The trial lasted three weeks in October 2022 with more than 20 witnesses.

The Vice President’s Misdemeanor Convictions and Los Angeles Times Articles Admitted as Improper Character Evidence

In support of her sexual harassment claims against the Vice President, the plaintiff submitted two newspaper articles from the Los Angeles Times published in 1997 and 1998 placed under her door by an individual in 2017 which “detailed [the Vice President’s] past as an LAPD officer and his conviction of sexual assault.” One article referenced allegations of that the Vice President had sexually assaulted a female police officer while the other referenced three domestic abuse allegations against him.

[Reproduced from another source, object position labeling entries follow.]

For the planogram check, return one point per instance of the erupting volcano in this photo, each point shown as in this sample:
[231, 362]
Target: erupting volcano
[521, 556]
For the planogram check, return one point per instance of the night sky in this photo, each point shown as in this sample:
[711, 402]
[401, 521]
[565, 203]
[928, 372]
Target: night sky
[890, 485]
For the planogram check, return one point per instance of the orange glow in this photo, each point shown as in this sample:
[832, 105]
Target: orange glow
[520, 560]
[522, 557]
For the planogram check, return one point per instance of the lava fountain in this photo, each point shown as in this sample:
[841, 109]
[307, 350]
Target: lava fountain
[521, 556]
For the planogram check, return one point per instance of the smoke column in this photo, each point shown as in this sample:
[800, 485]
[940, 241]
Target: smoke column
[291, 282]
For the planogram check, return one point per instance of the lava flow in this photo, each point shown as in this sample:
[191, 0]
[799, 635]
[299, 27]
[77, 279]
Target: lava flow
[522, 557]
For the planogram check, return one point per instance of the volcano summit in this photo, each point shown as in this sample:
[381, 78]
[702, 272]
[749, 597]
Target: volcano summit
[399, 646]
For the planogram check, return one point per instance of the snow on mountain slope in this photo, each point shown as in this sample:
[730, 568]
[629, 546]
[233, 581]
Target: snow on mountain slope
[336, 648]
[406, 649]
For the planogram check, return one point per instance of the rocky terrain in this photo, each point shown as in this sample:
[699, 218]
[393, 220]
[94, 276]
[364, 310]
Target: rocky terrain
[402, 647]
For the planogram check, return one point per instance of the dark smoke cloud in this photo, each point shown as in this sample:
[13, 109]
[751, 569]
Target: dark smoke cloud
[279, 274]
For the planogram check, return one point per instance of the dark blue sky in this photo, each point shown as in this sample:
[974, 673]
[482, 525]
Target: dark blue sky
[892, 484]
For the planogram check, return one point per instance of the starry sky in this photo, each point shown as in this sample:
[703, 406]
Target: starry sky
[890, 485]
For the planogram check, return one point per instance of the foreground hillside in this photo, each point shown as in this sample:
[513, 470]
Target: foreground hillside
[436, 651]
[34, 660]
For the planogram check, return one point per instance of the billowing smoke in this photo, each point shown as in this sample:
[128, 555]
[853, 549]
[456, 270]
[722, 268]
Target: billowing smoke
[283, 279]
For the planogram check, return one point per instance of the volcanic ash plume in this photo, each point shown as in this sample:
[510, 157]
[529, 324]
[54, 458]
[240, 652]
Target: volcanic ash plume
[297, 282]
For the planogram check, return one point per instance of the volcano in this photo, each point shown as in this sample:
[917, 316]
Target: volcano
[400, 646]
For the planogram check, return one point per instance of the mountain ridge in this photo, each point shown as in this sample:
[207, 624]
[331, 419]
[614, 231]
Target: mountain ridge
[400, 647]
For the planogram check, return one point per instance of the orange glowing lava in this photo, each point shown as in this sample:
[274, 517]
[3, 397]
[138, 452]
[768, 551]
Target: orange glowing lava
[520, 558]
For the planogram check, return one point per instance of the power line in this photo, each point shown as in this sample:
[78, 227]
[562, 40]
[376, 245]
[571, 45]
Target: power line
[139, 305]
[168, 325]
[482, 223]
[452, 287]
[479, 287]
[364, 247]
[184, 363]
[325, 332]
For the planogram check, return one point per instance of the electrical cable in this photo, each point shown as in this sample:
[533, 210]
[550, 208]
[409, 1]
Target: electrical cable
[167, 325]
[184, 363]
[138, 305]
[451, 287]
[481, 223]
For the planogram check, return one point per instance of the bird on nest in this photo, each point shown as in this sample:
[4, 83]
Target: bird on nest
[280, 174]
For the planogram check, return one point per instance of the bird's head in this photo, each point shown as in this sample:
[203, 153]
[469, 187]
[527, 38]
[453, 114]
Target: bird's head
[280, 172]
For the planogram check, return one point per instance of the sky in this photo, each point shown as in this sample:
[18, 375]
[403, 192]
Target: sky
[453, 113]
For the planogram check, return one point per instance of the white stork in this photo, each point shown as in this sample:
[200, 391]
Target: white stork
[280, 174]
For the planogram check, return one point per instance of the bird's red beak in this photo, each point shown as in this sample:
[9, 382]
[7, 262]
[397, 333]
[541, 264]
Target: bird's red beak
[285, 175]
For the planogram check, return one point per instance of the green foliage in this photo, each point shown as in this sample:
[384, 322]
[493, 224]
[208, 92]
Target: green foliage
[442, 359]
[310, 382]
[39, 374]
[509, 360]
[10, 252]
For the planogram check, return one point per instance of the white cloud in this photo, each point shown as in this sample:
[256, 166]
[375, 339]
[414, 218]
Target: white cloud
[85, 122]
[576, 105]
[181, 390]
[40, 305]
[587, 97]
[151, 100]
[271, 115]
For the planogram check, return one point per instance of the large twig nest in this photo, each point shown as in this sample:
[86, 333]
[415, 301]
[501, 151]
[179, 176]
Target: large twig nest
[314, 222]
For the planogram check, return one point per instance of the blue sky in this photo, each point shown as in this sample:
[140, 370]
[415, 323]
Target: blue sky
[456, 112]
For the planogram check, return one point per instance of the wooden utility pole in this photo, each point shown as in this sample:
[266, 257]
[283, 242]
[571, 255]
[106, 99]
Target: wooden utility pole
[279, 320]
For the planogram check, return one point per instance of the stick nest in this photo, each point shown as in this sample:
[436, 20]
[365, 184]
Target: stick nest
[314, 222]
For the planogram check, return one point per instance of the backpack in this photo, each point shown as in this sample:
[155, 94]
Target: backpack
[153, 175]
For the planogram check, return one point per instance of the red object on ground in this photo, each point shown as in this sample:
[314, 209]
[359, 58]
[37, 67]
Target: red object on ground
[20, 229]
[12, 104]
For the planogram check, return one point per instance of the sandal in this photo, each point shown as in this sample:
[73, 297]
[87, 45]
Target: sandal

Defense counsel objected on hearsay grounds. Per the trial court, the articles were not being admitted for their truth but rather for Plaintiff’s reaction to same. The plaintiff’s counsel was permitted to read aloud the article and question the Vice President on same. Later, regarding the same articles attached to another document submitted by the plaintiff in response to prior questioning by her employer, the trial court noted as follows: “To the extent the exhibit states her belief and what she believed and what she saw, [plaintiff], that would be admitted for the truth. To the extent it states hearsay, such as the number article [sic], it would be admitted for her response from the request from the college.”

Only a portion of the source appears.